Bir kibrit daha çakıp odama girdim ve yatağımın üstüne tuttum, kibrit sönünce yenisini yakıp denedim ve bu defa yatak küçük bir alev aldı. Bir tane daha çakıp kıyafetlerimin olduğu dolabın içini yaktım. Ben kapıyı kapatıp odadan çıkarken mutfaktan dumanlar çıkıyordu. Aceleyle annemin odasına girdim ve kapıda durup baktığımda hiç değişmediğini gördüm. Duygusuzca kibriti yaktım ve annemin yatağını tutuşturdum. Dolabını açmadım, odadan çıkıp kapısını kapattım. Artık benim odamdan dumanlar yükseliyordu, gri yoğun dumanlar.

Tahta zeminde ilerlerken burnuma gelen dumanlarla öksürdüm. Kilimin yanına geldiğimde orayı açmaya cesaretim yoktu, ama yine de açtım. Eteğimden bir parça koparıp yaktım ve içine attım. Yanan kumaş merdivenin basamağında kaldı, yavaş yavaş o odunu yaktığında merdivenin tutuşturduğu ateş odaya dağıldı. İçeriye son kez bakmadan tahtaları kapattım ve kalan kibritlerin hepsini elimde biriktirdikten sonra yakıp kilimin üzerine attım.

Bir patlama sesi geldiğinde mutfağa baktım ve ateşin buraya sıçradığını gördüm. Gözlerim kocaman açılırken geriye adımladım, evden çıktım ve derin bir nefes aldım. Ellerim titriyordu ve kalbim delicesine atıyordu. Dış taraftaki sürgüyü bulup çektim ve kapıyı tamamen kilitledim. Etrafta ev yoktu, çok uzakta bir orman vardı ve bu boş arazide penceresinden dumanlar yükselen ev benim geçmişimdi.

Yaktığım ev değil, geçmişimdi.

Eve son kez baktım ve burada olan her şeyi geride bırakmak istercesine, kaçtığım o zaman kullandığım yolu kullandım. Elimde aynayı sıkı sıkı tutuyordum. Titreyen bacaklarım şaşırtıcı derecede hiç tökezlemedi ve hızla oradan uzaklaştım. Bayır aşağı yol alırken altı ay önce benimle koşan Vance yoktu, kurtuluş yoktu veya umut yoktu. Tek başımaydım, çaresizdim ve korkaktım. Kulaklarım uğulduyor, başım dönüyordu.

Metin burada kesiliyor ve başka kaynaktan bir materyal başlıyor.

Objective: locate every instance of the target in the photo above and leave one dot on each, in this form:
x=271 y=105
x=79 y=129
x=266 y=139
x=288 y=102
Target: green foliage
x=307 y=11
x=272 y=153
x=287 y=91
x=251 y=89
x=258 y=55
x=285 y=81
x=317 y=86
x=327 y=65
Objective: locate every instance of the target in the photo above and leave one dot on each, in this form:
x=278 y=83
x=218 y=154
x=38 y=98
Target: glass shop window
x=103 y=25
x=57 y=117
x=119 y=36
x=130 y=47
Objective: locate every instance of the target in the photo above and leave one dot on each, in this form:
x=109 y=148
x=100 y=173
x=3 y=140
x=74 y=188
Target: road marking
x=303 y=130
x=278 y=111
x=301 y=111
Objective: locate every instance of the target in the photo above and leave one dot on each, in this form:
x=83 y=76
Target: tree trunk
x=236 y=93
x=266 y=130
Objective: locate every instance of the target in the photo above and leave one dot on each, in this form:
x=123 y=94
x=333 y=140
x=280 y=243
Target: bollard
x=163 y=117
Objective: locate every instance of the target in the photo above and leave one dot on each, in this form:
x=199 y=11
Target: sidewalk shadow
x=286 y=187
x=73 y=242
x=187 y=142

Uzunca bir süre koşup bir ormana girdiğimde tanıdık orman bana eskiyi hatırlattı, Vance'nin düştüğü ağacın yanından geçerken güneş tam tepedeydi ama ben durmadım. Koştum, koştum, koştum. O su kenarını da geçtim ve ormandan çıktım. Vance ile bir günde geçtiğimiz bunca yolu sadece birkaç saatte tamamladım. Bacaklarım sızlasada durmadım. Güneş batarken ben koşmaya devam ettim ve o kenti gördüm. İnsanlar dönüp bana bakıyordu, bazıları eteğimdeki kanları görünce çığlık atıyordu ama umursamadım, şalıma sıkı sıkı sarındım.

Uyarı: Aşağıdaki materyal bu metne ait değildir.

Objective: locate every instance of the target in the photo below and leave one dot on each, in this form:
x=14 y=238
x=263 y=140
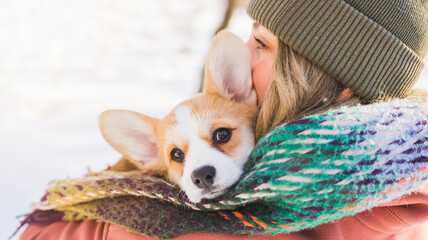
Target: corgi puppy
x=203 y=143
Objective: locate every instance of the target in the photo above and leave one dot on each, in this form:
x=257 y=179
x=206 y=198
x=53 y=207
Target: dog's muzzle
x=203 y=177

Daha da hızlı koştum ve oradan çıkıp köyün çıkışında bir yere vardığımda yüz üstü yere yığıldım. Sıkmaktan elimi terleten aynayı ve soğuğu ancak o zaman fark edebildim. Terlemiştim ve aniden karların üstüne düştüğümde soğuk her bir zerreme işlemişti. Açtım, yorgundum ve çaresizdim. Gözlerim kapalı derin derin soluklar alırken önüme atılan bir şeyi fark ettim. Gözlerimi açtığımda etrafa baktım ve üç adım ötede giden kişiyi gördüm. Gözlerim kısılırken onun saray çalışanlarından, yoksullara yemek dağıtan kişi olduğunu fark ettim.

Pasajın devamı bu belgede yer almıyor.